Dive Brief:
- One-third of IT workers in North America, have considered leaving their current job because of unplanned work that hampers efficiency, according to a survey of 1,300 global IT professionals from software company PagerDuty.
- Time-critical, customer-impacting tech issues add 100 hours of work per IT professional, per year, according to the study. One-third of companies say they grapple with at least one major tech issue a week, the majority of which are flagged by customers.
- In North America, 90% of participants say there's little to no automation involved in incident response processes. Four in 10 say their entire response process lacks automation.
Dive Insight:
Infusing a worker's day with the right type and number of tech tools improves workplace satisfaction, at a time when companies are squabbling over tech talent in key categories such as cybersecurity, cloud computing and software development.
In IT, onboarding and training workers is a time-consuming process. Measures aimed at lowering attrition can impact a company's ability to hit growth projections. Vendors such as PagerDuty, Atlassian and Jira bet on automation to improve workflows for IT professionals.

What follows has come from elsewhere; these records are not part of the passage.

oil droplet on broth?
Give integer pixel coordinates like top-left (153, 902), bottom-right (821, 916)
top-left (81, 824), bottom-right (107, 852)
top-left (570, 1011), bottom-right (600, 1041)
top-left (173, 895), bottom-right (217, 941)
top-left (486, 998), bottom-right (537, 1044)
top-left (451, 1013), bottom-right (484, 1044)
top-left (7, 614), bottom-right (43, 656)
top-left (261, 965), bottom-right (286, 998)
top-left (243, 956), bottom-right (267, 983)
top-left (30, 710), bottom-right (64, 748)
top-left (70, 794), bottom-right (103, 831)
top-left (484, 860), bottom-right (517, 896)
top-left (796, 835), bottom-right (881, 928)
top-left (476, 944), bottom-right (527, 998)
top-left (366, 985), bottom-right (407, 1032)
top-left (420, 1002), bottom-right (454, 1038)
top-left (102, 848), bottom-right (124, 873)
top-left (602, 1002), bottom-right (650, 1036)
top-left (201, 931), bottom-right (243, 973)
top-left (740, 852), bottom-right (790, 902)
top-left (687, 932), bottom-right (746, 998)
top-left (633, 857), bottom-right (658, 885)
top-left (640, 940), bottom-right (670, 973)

Automation comes into the fold at Johnsonville Sausage, a Wisconsin-based food company, where it helps workers monitor network data. IT workers then get access to a handful of priorities and issues to address.
Automating processes can give customer experience a boost. At Schneider Electric, chatbots handle simple transactional issues for customers, automating a workload equal to 150 full-time employees.
But to reap the full benefits of automation, business leaders should avoid automating inefficient processes, instead focusing efforts on taking repetitive processes off their workers' to-do lists.